Photography: Bang Showbiz

Simply put: Serena Williams is as resilient as ever, and in celebration of her power and unwavering confidence, there’s no better time to look back at how she—a woman whose supernatural physique has been under a microscope throughout her decades-long tennis career—lives by her own beauty rules. “There was a time when I didn’t feel incredibly comfortable about my body because I felt like I was too strong, then I had to take a second and think, ‘well, who says I’m too strong?’,” she once said. Here are five times she sent the record straight—providing a blueprint for health, confidence and future greatness that she’s bound to pass on to her baby daughter.

Live by your own standards

“My arms might not look like the girl over there or my legs might not look like someone else or my butt or my body or my anything, if they [do] have a problem with it then I look them in the eye and say, ‘If you don’t like it, I don’t want you to like it. I’m not asking you to like it,” she explained in a candid conversation about critics, like online body shamers, with ex-boyfriend Common.

Tune out the negativity

“I’ve been called a man because I appeared outwardly strong,” Williams wrote in a deeply personal letter to her mother Oracene Price, published this past September. “It has been said that that I use drugs (No, I have always had far too much integrity to behave dishonestly in order to gain an advantage). It has been said I don’t belong in Women’s sports— that I belong in Men’s—because I look stronger than many other women do. (No, I just work hard and I was born with this badass body and proud of it).” A self-assurance she will no doubt instill in her daughter, Williams’ words have never been more moving.

A post shared by Serena Williams (@serenawilliams) on Apr 10, 2018 at 12:51pm PDT

Beauty isn’t one size fits all

“I want women to know that it’s okay,” she said, speaking on the importance of body positivity and self-acceptance. “That you can be whatever size you are and you can be beautiful inside and out. We’re always told what’s beautiful, and what’s not, and that’s not right.”

Keep your eye on the prize

“I’ve been like this my whole life and I embrace me,” she explained on Good Morning America. “I don’t have time to be brought down, I’ve got too many things to do.
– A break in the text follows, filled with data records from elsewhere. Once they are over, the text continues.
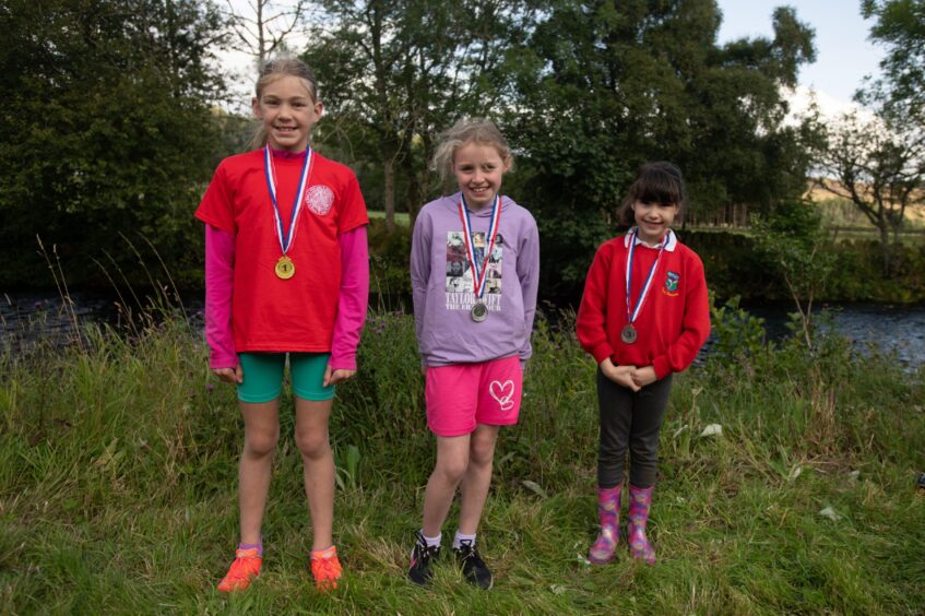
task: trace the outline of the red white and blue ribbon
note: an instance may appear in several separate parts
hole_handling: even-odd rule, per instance
[[[273,217],[276,221],[276,237],[280,240],[280,249],[285,254],[296,238],[296,223],[305,198],[305,189],[308,183],[308,173],[311,169],[311,147],[306,147],[305,162],[301,164],[301,176],[299,177],[299,186],[296,190],[296,202],[293,204],[293,215],[289,221],[289,233],[283,229],[283,221],[280,218],[280,205],[276,203],[276,167],[273,164],[273,153],[270,151],[270,144],[263,147],[263,170],[266,174],[266,188],[270,189],[270,200],[273,202]]]
[[[639,317],[640,310],[642,310],[642,305],[645,303],[645,297],[649,295],[649,287],[652,285],[652,277],[655,275],[655,270],[659,269],[659,262],[662,260],[662,253],[668,245],[671,235],[672,230],[668,229],[668,233],[666,233],[665,237],[662,238],[662,244],[659,246],[659,257],[655,259],[655,262],[652,263],[652,268],[649,270],[649,275],[645,276],[645,284],[642,285],[642,291],[639,294],[639,300],[636,303],[636,308],[632,308],[632,300],[630,297],[630,287],[632,283],[632,254],[636,252],[639,227],[632,229],[632,236],[629,238],[629,250],[627,250],[626,256],[626,319],[629,324],[632,324],[633,321],[636,321],[637,317]]]
[[[460,220],[463,223],[463,232],[465,233],[465,252],[469,262],[472,266],[472,289],[475,292],[475,297],[482,298],[485,294],[485,276],[488,274],[488,259],[491,257],[491,250],[495,248],[495,238],[498,236],[498,223],[501,220],[501,196],[495,196],[495,202],[491,204],[491,223],[488,226],[488,236],[485,238],[486,248],[485,256],[482,259],[482,271],[478,271],[478,263],[475,261],[475,239],[472,237],[472,222],[469,218],[469,205],[465,203],[465,197],[460,194]]]

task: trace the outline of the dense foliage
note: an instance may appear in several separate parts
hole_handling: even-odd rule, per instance
[[[213,7],[10,0],[0,31],[0,285],[51,283],[36,235],[72,280],[103,279],[92,259],[115,270],[106,253],[135,273],[121,234],[156,242],[176,273],[199,269],[191,214],[216,163],[209,102],[223,91]]]

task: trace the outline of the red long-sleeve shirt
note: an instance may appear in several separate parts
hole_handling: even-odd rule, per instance
[[[710,335],[710,306],[703,263],[669,233],[662,261],[633,325],[635,343],[620,340],[627,324],[626,265],[631,236],[604,242],[588,271],[578,310],[578,340],[600,364],[652,366],[663,379],[690,366]],[[639,242],[632,258],[631,301],[636,306],[657,248]]]

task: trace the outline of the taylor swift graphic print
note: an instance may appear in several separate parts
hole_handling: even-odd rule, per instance
[[[482,300],[490,311],[501,309],[501,262],[505,257],[505,241],[501,234],[495,237],[495,247],[488,251],[487,234],[472,234],[473,253],[478,271],[487,268],[485,274],[485,293]],[[465,249],[463,232],[447,233],[447,309],[471,310],[475,304],[475,285],[473,285],[472,264]]]

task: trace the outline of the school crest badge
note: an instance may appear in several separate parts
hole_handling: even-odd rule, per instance
[[[322,185],[309,187],[305,191],[305,204],[319,216],[324,216],[334,204],[334,191]]]
[[[668,275],[665,276],[665,288],[662,291],[665,295],[674,297],[678,294],[678,283],[680,282],[680,274],[675,272],[668,272]]]

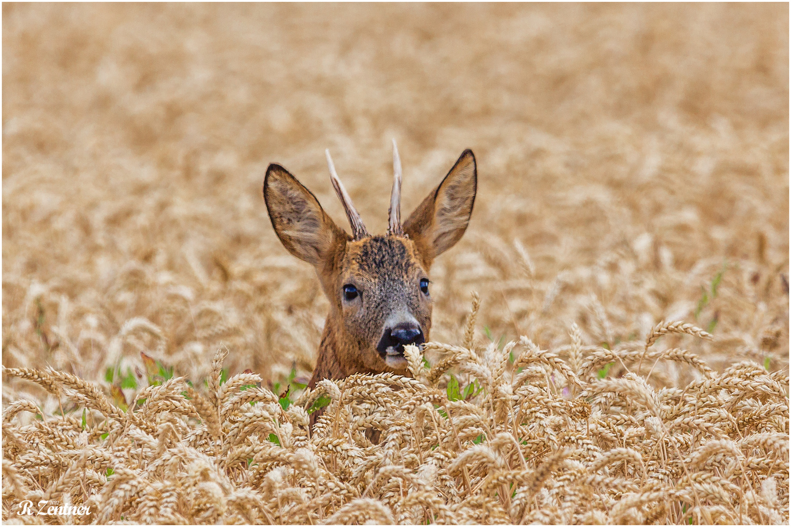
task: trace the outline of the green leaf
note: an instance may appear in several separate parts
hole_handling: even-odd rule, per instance
[[[332,399],[326,395],[322,395],[318,399],[313,401],[313,404],[310,405],[308,408],[308,413],[313,413],[316,410],[324,408],[327,405],[332,402]]]
[[[173,368],[172,367],[168,368],[165,367],[161,362],[157,361],[157,366],[159,367],[159,376],[162,378],[163,381],[167,381],[173,377]],[[208,385],[208,382],[206,383]]]
[[[448,382],[448,388],[446,390],[448,392],[448,401],[460,401],[461,392],[459,391],[459,379],[456,378],[456,375],[451,375],[450,380]]]
[[[127,368],[127,375],[121,378],[121,388],[137,389],[138,381],[134,378],[134,374],[131,368]]]
[[[604,367],[599,370],[599,373],[597,374],[599,375],[599,378],[604,378],[605,377],[607,377],[607,374],[610,371],[610,368],[611,368],[612,365],[615,363],[609,363],[607,364],[605,364]]]

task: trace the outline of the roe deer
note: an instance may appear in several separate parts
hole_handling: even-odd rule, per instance
[[[401,161],[393,141],[389,227],[381,236],[365,230],[329,150],[326,154],[351,235],[281,165],[270,164],[263,180],[263,198],[275,233],[289,252],[316,268],[330,300],[308,386],[355,373],[408,375],[403,346],[422,344],[431,329],[431,263],[459,241],[472,213],[478,184],[475,157],[465,150],[402,226]],[[318,413],[312,416],[312,425]]]

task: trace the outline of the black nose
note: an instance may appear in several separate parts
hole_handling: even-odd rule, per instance
[[[390,332],[390,336],[401,344],[413,344],[414,337],[422,334],[420,329],[393,329]]]
[[[379,341],[377,351],[384,358],[387,355],[403,355],[403,347],[412,344],[415,346],[426,342],[423,332],[414,324],[398,325],[387,328]]]

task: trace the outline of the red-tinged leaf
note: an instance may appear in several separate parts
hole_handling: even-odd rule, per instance
[[[129,405],[127,404],[127,397],[121,390],[121,387],[116,384],[110,386],[110,393],[112,395],[112,400],[115,402],[119,408],[124,412],[129,408]]]
[[[157,366],[157,361],[153,357],[146,355],[143,352],[140,352],[140,356],[142,357],[143,364],[146,365],[146,371],[149,375],[156,375],[159,373],[159,367]]]

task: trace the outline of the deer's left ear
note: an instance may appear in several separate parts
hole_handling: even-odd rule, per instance
[[[475,156],[467,149],[439,186],[404,222],[403,232],[418,246],[427,266],[464,234],[477,188]]]

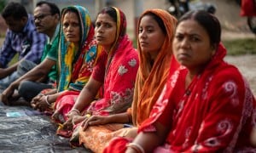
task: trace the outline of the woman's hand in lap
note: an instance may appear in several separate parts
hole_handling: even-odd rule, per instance
[[[96,126],[96,125],[102,125],[107,124],[109,122],[108,116],[91,116],[86,117],[82,124],[81,127],[84,130],[86,130],[86,128],[89,126]]]

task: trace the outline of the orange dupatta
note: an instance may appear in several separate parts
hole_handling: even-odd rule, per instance
[[[172,38],[177,20],[162,9],[149,9],[140,17],[138,25],[145,14],[153,13],[164,22],[166,29],[165,42],[157,55],[153,66],[149,54],[142,51],[137,40],[140,65],[137,71],[131,109],[132,122],[139,126],[149,116],[152,107],[160,96],[169,74],[170,61],[172,57]]]

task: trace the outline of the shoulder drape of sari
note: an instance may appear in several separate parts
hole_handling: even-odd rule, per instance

I have grand slams to win, I have people to inspire, and that’s what I’m here for.”

Get comfortable with yourself

“For every negative comment, there are 300,000 positive ones,’’ she said in a memorable interview. “You have to be okay with yourself no matter if you’re size 0 or a little bigger, like me. A lot of other people say I inspire them to be comfortable with themselves. My mom was really strong on that, on learning to love yourself.”